Bermybee, you have a sweeeet honey house. I like the layout and flow. Well thought out!


----------



## bermybee (Nov 2, 2008)

Maxant thanks. Rome wasn't build in a day but it's getting there.


----------



## StevenG (Mar 27, 2009)

Bermybee, that is a serious extracting setup for a sideliner! Congratulations!
Now, re: "Problem"... I don't know if there's a problem or not, that's why I asked the question. From your reply, you've discerned no problem, and I would think that's good news. Thanks!
Steven


----------



## bermybee (Nov 2, 2008)

Steven thanks. I will say before I got the Maxant bottling tank our honey used to crystallize after being in the air-conditioning at the supermarkets, some years more than others (bottled cold right out of the vats). We used to use exclusively 1 liter and 1 gallon clear glass rum bottles.
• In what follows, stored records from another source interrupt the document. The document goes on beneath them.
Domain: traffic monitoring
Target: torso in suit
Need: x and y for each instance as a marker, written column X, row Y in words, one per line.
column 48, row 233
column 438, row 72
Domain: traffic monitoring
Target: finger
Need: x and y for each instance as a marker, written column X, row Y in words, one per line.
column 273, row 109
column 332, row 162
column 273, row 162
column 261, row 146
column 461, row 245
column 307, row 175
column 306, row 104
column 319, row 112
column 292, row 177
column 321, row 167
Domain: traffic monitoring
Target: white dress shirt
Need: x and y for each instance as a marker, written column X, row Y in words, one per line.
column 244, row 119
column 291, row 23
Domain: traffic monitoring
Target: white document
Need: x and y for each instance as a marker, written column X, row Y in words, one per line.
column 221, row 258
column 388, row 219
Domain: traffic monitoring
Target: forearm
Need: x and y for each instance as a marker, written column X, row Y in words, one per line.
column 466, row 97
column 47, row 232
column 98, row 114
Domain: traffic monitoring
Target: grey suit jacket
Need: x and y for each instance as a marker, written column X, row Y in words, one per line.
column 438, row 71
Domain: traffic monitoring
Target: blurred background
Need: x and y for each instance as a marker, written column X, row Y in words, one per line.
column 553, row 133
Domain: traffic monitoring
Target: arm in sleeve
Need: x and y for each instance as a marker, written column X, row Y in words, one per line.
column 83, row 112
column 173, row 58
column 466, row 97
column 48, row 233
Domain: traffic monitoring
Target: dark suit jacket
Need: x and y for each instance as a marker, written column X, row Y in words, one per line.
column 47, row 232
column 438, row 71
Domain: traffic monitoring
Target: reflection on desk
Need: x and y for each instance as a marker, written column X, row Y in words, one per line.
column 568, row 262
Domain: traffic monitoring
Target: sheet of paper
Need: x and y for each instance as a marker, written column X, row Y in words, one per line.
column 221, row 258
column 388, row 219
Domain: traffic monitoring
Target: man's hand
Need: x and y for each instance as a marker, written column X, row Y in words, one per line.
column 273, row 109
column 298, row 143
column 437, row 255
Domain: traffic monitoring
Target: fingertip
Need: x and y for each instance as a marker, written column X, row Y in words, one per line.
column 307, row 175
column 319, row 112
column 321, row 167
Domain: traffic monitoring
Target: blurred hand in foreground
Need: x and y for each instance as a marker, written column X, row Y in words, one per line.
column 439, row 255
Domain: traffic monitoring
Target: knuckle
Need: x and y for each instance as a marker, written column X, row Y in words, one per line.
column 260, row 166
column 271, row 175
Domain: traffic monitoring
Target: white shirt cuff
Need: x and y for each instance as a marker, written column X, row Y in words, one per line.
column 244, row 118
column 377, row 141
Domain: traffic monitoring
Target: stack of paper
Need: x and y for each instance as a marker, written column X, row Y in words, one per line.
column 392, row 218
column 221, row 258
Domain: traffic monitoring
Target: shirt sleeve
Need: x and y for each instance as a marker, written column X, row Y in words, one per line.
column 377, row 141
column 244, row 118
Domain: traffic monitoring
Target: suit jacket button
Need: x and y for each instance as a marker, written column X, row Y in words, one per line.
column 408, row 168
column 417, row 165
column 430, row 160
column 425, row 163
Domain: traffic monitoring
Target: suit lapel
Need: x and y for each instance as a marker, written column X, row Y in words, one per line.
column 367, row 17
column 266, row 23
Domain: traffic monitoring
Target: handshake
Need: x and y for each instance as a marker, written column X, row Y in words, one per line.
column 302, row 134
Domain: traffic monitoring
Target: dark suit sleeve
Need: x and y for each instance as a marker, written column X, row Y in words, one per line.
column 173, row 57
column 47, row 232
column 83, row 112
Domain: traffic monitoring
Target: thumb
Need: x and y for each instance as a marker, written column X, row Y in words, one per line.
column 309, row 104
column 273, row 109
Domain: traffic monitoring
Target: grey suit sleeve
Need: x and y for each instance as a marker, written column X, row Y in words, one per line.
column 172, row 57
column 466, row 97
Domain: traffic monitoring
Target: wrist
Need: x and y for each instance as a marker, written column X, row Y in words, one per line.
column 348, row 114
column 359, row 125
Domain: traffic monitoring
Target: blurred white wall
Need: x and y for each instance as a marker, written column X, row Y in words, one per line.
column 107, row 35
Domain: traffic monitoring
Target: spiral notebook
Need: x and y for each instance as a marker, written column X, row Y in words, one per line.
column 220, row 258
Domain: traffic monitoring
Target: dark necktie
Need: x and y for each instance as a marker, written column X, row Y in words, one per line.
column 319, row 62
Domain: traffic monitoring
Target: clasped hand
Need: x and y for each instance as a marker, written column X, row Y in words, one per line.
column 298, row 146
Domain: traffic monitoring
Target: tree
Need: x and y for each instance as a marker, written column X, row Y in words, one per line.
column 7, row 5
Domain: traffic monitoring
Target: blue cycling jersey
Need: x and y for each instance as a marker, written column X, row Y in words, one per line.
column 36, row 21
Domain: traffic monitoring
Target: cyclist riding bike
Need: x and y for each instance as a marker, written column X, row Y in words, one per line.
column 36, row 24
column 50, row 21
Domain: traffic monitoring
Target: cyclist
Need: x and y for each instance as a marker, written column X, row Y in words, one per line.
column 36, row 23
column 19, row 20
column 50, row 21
After being constantly bugged by costumers for smaller bottles and getting tired of paying too much for rum bottles from Bacardi or Goslings I decided to go PET. But first I needed to stop crystallization, because in my experience plastic would only make things worse. After getting the temperature processing right on the bottling tank and testing it on the glass bottles for 6 months I ordered the PET bottles. Bottling is a lot easier and faster, and I have not had a complaint or seen any crystallization since. Now how much moisture absorption had to do with the original crystalizing I don’t know. The other major beekeeper always has a serious crystallization problem and he likes to bottle hot, unsettled, filtered honey right after extraction. I have replaced the 1 liter glass bottle with a 3 pound bottle, now I have costumers that complain about getting a spoonful less of honey and the possibility of plastic leaching… I can’t wininch:. O well you can’t please everyoneopcorn:.


----------